European leaders, like Mario Draghi, head of the European Central Bank, now feel compelled to remind the US of their role in the beginning and in the evolution of the crisis, and of their less-than-virtuous public debt. The debates have become political in nature, rather than being focused on economics. After all, Obama’s suggestions are largely similar to what Draghi himself has been preaching for the past 15 months. Yet the head of the ECB cannot bring himself to voice open agreement with the American president.
The US political establishment is proud of the effects of the bailout package in fighting the crisis. Yet many European policy-makers think that this is merely shifting the blame abroad: The relative recovery of the American economy has been obtained by deliberately pushing the pressure of financial speculation to Europe, and America has largely refused to accept responsibility for the disastrous effects of deregulation and inappropriate financial mechanisms.

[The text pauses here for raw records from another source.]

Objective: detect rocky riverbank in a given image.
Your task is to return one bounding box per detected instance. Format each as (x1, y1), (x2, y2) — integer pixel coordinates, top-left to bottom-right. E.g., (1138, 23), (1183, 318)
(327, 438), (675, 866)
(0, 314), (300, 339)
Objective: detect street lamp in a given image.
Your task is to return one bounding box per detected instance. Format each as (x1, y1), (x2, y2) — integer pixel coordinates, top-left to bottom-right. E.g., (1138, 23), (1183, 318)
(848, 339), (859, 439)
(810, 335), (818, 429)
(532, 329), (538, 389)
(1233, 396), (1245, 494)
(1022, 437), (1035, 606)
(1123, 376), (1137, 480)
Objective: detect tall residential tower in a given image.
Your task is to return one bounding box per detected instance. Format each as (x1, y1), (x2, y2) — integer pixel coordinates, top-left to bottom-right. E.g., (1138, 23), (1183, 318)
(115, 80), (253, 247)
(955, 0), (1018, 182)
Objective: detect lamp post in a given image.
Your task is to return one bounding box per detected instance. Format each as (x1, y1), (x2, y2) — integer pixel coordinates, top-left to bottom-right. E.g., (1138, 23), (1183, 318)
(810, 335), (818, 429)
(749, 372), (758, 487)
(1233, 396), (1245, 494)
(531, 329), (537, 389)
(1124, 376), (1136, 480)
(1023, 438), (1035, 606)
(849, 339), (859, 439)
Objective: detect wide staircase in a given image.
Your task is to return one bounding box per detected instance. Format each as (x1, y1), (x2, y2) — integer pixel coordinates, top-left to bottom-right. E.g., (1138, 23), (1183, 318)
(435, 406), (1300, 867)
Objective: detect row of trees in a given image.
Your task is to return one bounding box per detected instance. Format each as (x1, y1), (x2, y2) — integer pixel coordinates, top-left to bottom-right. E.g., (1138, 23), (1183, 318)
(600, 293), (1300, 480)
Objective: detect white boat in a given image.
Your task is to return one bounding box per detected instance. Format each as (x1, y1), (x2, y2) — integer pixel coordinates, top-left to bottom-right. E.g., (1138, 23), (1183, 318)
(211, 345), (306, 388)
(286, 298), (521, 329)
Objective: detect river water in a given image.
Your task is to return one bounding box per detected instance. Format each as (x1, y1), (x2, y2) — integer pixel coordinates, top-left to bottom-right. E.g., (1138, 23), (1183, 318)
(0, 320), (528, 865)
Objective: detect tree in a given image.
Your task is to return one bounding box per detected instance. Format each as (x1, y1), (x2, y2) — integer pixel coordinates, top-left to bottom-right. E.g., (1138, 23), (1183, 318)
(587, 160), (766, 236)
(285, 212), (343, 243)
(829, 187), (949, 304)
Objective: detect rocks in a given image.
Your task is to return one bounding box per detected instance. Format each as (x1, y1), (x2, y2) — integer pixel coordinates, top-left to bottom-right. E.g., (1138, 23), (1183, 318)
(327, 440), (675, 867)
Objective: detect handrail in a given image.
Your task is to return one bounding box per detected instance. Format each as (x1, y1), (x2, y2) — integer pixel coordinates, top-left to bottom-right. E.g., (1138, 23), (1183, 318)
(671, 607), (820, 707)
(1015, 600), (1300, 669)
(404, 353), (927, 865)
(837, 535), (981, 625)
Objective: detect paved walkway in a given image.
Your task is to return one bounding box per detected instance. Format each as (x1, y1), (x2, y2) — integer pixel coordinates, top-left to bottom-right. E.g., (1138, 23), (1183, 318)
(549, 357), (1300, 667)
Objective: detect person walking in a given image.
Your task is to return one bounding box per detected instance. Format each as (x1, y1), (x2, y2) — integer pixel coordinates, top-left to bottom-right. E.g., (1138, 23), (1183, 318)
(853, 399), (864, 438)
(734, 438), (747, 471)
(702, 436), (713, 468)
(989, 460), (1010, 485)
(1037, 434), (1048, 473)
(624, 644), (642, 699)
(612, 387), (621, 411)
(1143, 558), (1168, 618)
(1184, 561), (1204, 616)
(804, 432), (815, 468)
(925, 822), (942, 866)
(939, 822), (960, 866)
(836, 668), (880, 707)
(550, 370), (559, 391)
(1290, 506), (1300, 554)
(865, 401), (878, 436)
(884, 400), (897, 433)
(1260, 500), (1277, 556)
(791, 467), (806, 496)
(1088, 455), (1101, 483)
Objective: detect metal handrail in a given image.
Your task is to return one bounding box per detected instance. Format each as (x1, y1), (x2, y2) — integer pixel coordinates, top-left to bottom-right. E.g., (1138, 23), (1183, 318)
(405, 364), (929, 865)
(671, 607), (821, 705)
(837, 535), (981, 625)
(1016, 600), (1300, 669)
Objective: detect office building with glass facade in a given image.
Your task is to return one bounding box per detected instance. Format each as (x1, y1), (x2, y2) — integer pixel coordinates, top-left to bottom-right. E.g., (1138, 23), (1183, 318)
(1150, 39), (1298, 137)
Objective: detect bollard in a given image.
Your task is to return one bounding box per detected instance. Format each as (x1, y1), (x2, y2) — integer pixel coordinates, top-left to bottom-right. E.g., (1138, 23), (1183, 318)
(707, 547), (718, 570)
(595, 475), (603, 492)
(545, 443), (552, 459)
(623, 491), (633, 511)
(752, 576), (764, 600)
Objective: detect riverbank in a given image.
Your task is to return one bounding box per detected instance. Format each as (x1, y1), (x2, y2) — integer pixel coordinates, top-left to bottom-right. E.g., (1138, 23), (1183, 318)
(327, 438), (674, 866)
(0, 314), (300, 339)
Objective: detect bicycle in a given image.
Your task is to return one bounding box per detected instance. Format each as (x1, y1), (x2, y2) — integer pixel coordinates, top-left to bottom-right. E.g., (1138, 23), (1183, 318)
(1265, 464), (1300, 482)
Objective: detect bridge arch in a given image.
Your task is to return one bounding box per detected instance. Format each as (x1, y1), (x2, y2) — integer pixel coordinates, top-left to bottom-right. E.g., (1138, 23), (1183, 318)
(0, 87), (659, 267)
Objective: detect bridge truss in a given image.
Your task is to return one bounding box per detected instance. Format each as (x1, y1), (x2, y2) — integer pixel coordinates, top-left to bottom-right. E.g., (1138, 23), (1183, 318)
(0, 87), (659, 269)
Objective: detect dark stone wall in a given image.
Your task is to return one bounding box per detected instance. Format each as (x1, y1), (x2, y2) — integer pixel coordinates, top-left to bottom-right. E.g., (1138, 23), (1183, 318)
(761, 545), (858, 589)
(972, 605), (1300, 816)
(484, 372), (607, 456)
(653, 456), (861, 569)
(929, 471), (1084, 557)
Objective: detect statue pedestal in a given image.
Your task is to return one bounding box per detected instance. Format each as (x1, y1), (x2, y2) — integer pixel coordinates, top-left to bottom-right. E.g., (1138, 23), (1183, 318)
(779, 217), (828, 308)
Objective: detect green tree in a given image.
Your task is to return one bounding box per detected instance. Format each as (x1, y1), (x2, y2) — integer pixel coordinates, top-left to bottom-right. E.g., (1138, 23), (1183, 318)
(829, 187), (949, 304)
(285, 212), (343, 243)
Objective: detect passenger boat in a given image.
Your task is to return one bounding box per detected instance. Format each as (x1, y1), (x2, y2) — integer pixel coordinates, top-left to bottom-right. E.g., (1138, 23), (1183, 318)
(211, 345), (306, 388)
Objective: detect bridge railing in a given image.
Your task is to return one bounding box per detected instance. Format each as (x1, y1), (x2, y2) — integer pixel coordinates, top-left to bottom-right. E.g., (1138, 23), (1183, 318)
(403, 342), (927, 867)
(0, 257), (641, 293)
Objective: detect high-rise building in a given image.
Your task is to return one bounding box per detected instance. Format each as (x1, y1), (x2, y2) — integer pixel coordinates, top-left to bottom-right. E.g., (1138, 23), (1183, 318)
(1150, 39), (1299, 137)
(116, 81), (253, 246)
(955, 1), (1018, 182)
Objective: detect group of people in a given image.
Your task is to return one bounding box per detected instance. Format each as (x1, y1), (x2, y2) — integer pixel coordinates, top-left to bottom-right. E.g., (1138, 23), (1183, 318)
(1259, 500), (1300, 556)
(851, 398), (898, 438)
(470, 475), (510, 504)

Private US rating agencies are entitled to (mis)judge the credit-worthiness of European nations in spite of a long and shameful history of failure in assessing the reliability of US corporations.
In this sense, the crisis has produced at least one positive effect: Today, there is a common European realization that the Eurozone is a part of the international policy game. The rest of the world – starting with the US President – is actively seeking negotiations with European leaders. It should be clear to political representatives and citizens of the Eurozone that Europe is seen as a singular entity in international politics, that it will continue to exist, and that we cannot avoid being identified with it. In this environment, the future of the European-American relationship might be most important in shaping a new European sentiment. Our common European identity is partially defined through our differences with the United States. It is not positive that this sentiment is born out of a climate of misunderstanding and reciprocal recrimination.